İşte onlar böyle diyorlar. Şimdi mezkûr ayetin izahını yapalım. İzahını yaptığımızda meselenin hiç de onların dediği gibi olmadığını göreceksiniz.
Ayet-i kerimede “İman edip de imanlarına zulmü bulaştırmayanlar” buyrulmuş. Buradaki “zulüm” büyük günah olmayıp şirktir yani Allah’a ortak koşmaktır. Nitekim Lokman suresinde şöyle buyrulmuştur:
إِنَّ الشِّرْكَ لَظُلْمٌ عَظِيمٌ Şüphesiz şirk büyük bir zulümdür. (Lokman 13)
Bakın, bu ayet-i kerimede şirke “zulüm” denmiş ve şirkin büyük bir zulüm olduğu beyan buyrulmuş. İşte tahlilini yaptığımız ayetteki “zulüm” de şirktir ve ayetin manası şöyle olur:
— İman edip de imanlarına zulmü yani şirki bulaştırmayanlar var ya, işte güven onlar içindir ve onlar hidayet bulanların ta kendileridir.
Bunun böyle olduğuna delilimiz şudur: İzahını yaptığımız ayet En’am suresinin 82. ayetidir. Bu ayet Hazreti İbrahim’in kıssasının anlatıldığı bölümde geçmektedir. Bu kıssa şirki reddetmek hususunda nazil olmuştur ve başından sonuna kadar bunu anlatmaktadır. Bu kıssada itaat ve ibadetler zikredilmemiş, tevhid ve iman zikredilmiştir. Bu sebeple ayetteki “zulmü” şirk manasına hamletmek gerekir.

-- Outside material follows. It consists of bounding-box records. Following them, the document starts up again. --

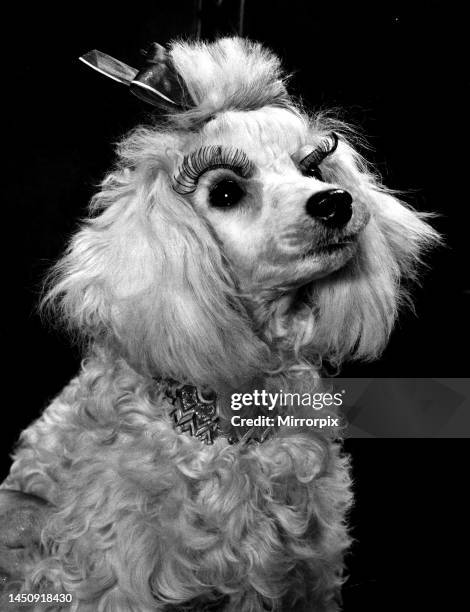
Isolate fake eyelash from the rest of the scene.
[173,145,254,195]
[299,132,339,171]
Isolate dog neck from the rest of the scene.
[160,379,274,445]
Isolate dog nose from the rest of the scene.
[306,189,352,227]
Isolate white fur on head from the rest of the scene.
[45,141,269,386]
[45,39,437,387]
[170,38,291,127]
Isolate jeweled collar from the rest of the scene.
[159,379,274,445]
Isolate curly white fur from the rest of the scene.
[3,39,436,612]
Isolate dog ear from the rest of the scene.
[44,165,268,388]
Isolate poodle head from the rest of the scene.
[46,38,437,387]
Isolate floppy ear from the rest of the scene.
[45,168,268,388]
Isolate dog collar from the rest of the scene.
[161,379,274,445]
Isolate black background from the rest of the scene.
[1,0,470,610]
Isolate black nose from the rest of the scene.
[306,189,352,227]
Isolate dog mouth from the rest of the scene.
[304,234,357,257]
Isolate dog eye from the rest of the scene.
[301,164,323,181]
[209,179,245,208]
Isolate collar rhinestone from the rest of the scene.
[162,379,274,445]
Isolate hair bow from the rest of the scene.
[79,43,190,109]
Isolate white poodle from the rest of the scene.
[0,38,437,612]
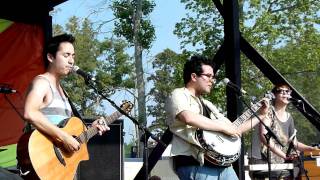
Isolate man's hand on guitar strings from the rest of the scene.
[62,132,80,152]
[92,117,110,136]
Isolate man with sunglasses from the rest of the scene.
[251,84,317,179]
[166,56,269,180]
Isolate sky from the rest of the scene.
[52,0,186,142]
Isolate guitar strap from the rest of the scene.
[62,88,86,124]
[199,98,211,119]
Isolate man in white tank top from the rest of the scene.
[24,34,109,179]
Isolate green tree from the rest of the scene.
[168,0,320,147]
[111,0,155,155]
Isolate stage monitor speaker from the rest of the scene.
[78,120,124,180]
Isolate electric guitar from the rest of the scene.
[17,101,133,180]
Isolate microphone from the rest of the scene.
[223,78,247,94]
[72,66,96,81]
[288,96,302,103]
[0,87,17,94]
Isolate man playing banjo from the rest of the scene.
[166,56,269,180]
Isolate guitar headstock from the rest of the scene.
[120,100,133,113]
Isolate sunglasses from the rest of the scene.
[276,89,292,94]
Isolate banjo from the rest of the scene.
[196,93,273,166]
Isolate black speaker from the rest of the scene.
[78,120,124,180]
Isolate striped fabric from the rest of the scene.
[38,75,72,125]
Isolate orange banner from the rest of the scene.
[0,23,45,146]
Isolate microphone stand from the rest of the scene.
[85,78,167,180]
[236,91,284,179]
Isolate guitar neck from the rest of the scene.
[232,102,262,127]
[77,111,122,143]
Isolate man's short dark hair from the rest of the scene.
[183,55,214,85]
[46,34,75,57]
[271,83,290,95]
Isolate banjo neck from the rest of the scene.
[232,101,262,127]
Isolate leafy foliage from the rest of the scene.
[112,0,155,49]
[53,17,133,117]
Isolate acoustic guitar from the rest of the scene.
[17,101,133,180]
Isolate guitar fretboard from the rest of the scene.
[76,111,122,143]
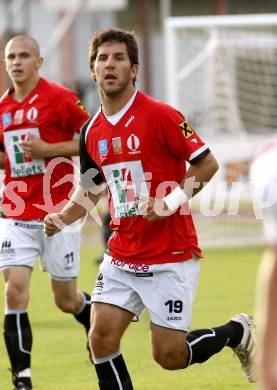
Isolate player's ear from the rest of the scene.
[131,64,139,80]
[90,68,97,82]
[37,57,44,69]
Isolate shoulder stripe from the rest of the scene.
[188,145,210,162]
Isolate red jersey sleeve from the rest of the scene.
[158,105,209,163]
[57,90,89,133]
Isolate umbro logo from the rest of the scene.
[0,240,15,254]
[1,241,12,249]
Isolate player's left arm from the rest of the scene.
[180,152,219,199]
[21,90,89,159]
[0,142,6,169]
[21,134,79,158]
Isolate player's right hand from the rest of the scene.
[44,213,64,237]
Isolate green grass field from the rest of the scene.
[0,242,262,390]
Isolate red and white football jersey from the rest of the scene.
[80,92,209,264]
[0,78,88,220]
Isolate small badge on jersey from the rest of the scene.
[2,112,12,127]
[76,100,87,112]
[112,137,122,154]
[26,107,38,123]
[98,139,108,156]
[179,122,195,139]
[13,110,24,125]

Eğer bu yaptığımız izaha itiraz edilip, “Yok, biz ayetteki ‘zulmü’ büyük günaha hamlederiz.” denilirse, biz de deriz ki: Hadi büyük günaha hamledin. İyi de bundan günah işleyenin kâfir olacağı neticesi çıkmaz ki. Bu durumda ayet şöyle izah edilir:
Müslümanların günahkârlarını yani imanlarına zulmü bulaştıranları Allahu Teâlâ korkuyla tehdit etmiş ve onlar için emniyetin olmadığını beyan buyurmuştur. Emniyetin olmaması azabın ebedî olmasını gerektirmez. Ahirette nice anlar vardır ki Peygamberler dahi güven içinde olmayacak, “nefsî nefsî” diyerek korkacaktır. Günahkârların korkusu ise çok daha uzun bir süre devam edecektir. İşte ayet-i kerime bu durumu anlatmaktadır.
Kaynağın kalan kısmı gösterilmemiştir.